Savaş, kocasının, birlikte yapım şirketi kurdukları ortağının baskılarına ve iftiralarına dayanamadığı için kalp krizi geçirdiğini anlattı.


*Biz o dönem bir şirket kurmuştuk. Şimdi adını zikretmek istemiyorum, ortağımız vardı. Ve o ortağımız onu çok üzmüştü. Hatta bir keresinde eve gelip sabaha kadar ağladığını biliyorum. Avukata gitmişti bu ortaklığı bitirmeye ve orada kalp krizi geçiriyor ve hayatını kaybediyor. Sonra hastanede tekrar yapılan müdahalelerle hayata geri dönüyor. Ama 4 dakika oksijensiz kaldığı için beyin hücreleri ciddi bir hasara uğramıştı.

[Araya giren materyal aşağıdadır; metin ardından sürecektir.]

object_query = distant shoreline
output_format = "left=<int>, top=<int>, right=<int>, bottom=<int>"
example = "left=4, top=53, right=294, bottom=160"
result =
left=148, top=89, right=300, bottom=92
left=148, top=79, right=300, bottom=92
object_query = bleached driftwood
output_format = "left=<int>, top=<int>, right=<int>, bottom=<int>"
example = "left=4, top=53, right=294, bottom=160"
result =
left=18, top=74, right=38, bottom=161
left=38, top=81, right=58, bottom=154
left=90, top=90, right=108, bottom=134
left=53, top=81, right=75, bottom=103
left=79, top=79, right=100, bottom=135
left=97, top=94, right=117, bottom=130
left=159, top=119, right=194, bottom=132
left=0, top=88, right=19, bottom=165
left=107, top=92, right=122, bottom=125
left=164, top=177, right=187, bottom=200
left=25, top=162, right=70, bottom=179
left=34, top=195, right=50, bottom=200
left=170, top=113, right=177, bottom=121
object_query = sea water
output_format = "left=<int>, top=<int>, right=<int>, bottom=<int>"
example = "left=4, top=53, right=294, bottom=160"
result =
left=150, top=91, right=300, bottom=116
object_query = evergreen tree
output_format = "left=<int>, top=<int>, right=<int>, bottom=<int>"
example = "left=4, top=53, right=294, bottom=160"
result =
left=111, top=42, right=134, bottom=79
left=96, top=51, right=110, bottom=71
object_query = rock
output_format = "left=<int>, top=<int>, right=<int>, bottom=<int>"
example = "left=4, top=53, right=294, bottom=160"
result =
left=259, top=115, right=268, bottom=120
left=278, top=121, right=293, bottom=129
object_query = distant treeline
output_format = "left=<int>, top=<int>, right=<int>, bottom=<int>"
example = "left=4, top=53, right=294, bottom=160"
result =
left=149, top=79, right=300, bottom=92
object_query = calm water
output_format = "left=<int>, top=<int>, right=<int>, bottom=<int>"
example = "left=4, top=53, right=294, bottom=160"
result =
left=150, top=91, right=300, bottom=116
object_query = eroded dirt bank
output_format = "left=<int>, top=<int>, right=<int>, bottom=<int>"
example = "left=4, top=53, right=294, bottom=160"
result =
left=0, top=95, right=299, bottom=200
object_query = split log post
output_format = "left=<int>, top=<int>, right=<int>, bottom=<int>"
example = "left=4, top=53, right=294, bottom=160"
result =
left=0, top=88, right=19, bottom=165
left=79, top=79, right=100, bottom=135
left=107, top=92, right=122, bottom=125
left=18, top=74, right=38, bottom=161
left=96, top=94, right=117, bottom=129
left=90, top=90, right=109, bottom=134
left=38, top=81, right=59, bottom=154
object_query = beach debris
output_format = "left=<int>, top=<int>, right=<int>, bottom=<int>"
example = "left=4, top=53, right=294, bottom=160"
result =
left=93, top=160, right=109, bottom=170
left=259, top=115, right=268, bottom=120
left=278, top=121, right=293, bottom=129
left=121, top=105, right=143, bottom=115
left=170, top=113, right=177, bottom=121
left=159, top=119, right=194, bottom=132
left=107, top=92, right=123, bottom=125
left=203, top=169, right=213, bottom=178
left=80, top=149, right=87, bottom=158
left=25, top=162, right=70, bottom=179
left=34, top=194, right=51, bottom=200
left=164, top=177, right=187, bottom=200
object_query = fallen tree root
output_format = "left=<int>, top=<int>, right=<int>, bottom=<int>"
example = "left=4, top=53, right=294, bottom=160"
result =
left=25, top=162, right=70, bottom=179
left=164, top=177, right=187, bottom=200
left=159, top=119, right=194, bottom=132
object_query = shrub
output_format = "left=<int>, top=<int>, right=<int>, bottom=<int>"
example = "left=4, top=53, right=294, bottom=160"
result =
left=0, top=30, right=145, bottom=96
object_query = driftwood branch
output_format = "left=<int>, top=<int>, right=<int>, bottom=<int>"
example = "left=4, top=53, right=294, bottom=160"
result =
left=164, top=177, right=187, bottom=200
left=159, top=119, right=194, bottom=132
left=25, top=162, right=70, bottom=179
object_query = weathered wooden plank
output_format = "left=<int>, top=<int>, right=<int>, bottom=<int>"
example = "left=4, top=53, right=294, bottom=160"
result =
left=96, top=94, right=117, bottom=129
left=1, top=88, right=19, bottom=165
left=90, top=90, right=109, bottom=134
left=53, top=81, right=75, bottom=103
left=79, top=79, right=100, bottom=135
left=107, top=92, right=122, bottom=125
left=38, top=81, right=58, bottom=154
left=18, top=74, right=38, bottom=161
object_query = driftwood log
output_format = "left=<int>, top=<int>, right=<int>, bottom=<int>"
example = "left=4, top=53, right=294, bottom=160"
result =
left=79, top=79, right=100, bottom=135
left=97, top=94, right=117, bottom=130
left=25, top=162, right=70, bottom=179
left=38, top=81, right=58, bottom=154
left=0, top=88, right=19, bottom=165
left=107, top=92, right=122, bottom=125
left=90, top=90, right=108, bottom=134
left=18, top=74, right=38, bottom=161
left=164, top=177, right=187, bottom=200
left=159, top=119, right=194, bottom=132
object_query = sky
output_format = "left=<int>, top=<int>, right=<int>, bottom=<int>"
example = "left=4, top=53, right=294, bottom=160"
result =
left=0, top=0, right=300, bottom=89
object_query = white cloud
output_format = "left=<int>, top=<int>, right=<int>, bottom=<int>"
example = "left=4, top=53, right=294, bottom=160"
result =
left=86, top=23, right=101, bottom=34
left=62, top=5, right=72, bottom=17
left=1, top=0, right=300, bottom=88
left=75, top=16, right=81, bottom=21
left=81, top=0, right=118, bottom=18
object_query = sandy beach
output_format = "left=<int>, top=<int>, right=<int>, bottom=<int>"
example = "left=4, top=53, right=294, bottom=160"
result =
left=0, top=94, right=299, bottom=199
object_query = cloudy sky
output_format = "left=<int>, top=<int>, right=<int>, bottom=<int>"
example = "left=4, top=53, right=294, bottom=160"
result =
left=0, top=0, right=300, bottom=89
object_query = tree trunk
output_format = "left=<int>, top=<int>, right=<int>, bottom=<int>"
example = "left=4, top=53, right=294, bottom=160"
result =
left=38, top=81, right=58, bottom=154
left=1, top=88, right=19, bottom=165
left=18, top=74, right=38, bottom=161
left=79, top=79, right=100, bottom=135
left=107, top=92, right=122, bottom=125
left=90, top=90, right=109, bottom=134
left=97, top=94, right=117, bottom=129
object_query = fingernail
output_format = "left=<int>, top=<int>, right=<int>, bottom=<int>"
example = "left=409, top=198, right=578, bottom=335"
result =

“Yılmaz öleceğini biliyordu”

Yılmaz çocuğumuz Savaş’ı sadece iki ay sevebildi. O zaten çocukları çok severdi. Hatta arkadaşlarımıza misafirliğe gittiğimizde o çocuklarla bir odaya çekilir ve onlarla oynardı. Çocuğumuz çok beklemediğimiz bir anda oldu ve biz de Allah’tan diyerek Savaş’ı dünyaya getirdik. İyi ki de doğurmuşum Savaş’ı çünkü Yılmaz, çocuk sevgisini iki ay boyunca yaşadı. Hastalanmadan önce her şey Yılmaz’ın içine doğuyordu. Ben hamileydim ve annem, ben ve Yılmaz trafikteydik. Çok ağır bir trafik vardı ve Yılmaz dönüp anneme; “Ben bu çocuğun yüzünü göremeyeceğim biliyor musunuz” dedi ve annem de ben de çok şaşırmıştık. Sonra ben de “Bak şimdi trafikte doğururum, o zaman yüzünü görürsün” dedim ve gülüşmüştük. Hemen sonrasında da Havaya baktı ve “Allah’ım canımı alacaksan da çocuğumu göreyim öyle al” dedi ve biz bunu asla ama asla unutamıyoruz. Sonuçta oğlunun yüzünü gördü ama bir süre sonra da onu kaybettik.

“Yılmaz’ı çok özlüyorum”

Evet onu çok özlüyorum. İnsanlığını özlüyorum, sevecenliğini özlüyorum. Çok temiz bir insandı ve dürüsttü. Herkesi kendisi gibi gören biriydi Yılmaz. Ben hep Yılmaz’a “Herkesi kendin gibi görme derdim” ama o yine de herkesi kendisi gibi görmeye devam etti. Bence Yılmaz, bu dünyada her neyptıysa onların karşılığını çekti ve öbür dünyada çok mutlu ve huzurlu olduğuğuna inanıyorum. Ama tabii ki ben onu çok özlüyorum. Keşke herkes onun gibi dürüst, onun gibi adam gibi adam olabilseydi. Karagümrüklüydü ve çok delikanlı bir insandı. Eğer haksızsan onu direkt olarak yüzüne söylerdi. Oğlum Savaş’ın babasını tanımasını çok isterdim ama; asla babasını tanımadı. Babasının filmlerini izliyor, benden, babasının arkadaşlarından, amcalarından Yılmaz’ı dinliyor. Ama tavrı ve davranışlarıyla tıpkı babası Yılmaz gibi. Hareketleri, sevecenliği, saçını taraması bile tıpkı babası gibi.